I will not fear my fear

I will not fear my fear

I will –

Richard didn’t make the meeting. Tony and Rob tried to reach him via the castle’s house phone system, but got no answer. Calls to Richard’s cell number also went unanswered and shunted them to his voice mail. They texted him, no response. Now very alarmed, they pounded the door of his room, in vain.

L.A. And a couple of the Arabs were standing in the lobby, a certain unease beginning to creep into their expressions. Rob went to talk to them while Tony sought out the castle’s day manager and explained the urgency of the situation to him. Their friend, colleague, was not answering, he may taken ill or fallen in the shower and injured himself, and was unconscious or unable to move. Something was wrong.
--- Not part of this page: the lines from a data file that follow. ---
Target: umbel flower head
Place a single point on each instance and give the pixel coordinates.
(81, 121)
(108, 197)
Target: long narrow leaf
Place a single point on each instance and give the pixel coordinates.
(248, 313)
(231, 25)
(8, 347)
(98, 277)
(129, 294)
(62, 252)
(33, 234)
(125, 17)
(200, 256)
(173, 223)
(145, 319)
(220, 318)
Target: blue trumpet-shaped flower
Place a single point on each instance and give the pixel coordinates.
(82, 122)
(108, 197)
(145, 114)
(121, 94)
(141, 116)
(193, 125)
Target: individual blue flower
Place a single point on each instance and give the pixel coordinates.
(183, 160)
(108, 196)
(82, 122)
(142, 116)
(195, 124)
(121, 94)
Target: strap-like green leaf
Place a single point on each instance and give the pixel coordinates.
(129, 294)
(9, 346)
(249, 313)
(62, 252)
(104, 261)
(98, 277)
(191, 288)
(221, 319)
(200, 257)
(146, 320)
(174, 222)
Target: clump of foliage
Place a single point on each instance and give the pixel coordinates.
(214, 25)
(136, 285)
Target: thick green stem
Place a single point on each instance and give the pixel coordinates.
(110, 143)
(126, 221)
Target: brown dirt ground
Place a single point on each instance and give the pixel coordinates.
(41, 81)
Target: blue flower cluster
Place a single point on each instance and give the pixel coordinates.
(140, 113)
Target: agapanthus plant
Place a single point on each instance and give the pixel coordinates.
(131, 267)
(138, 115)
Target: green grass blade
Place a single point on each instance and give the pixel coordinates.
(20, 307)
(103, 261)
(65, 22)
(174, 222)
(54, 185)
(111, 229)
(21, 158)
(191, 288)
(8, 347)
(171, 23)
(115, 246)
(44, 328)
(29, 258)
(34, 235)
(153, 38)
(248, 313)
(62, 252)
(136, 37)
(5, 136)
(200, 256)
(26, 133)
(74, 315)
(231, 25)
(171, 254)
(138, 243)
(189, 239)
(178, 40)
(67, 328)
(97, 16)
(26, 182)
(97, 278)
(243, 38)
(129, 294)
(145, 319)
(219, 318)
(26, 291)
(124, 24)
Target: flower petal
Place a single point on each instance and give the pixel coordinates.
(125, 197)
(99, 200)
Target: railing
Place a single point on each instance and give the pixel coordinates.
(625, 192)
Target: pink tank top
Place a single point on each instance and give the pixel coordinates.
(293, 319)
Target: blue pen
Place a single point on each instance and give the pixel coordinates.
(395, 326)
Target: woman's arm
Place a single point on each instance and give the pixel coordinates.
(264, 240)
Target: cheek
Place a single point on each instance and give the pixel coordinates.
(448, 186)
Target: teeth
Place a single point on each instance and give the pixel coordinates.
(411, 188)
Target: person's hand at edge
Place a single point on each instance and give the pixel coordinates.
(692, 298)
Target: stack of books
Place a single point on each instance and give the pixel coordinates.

A few minutes later, accompanied by the castle’s full-time paramedic, they entered Richard’s room. He was lying in the bed, half on his side, but with his upper body turned as if he had started to roll onto his back. The paramedic checked for a pulse.

“Nein.”

Tony and Rob came closer.

“Jesus, what is that?”

Between Richard’s clenched teeth was part of a large moth, one mottled gray and white wing extending from his mouth across part of his cheek, a sooty dust around his lips and on his chin.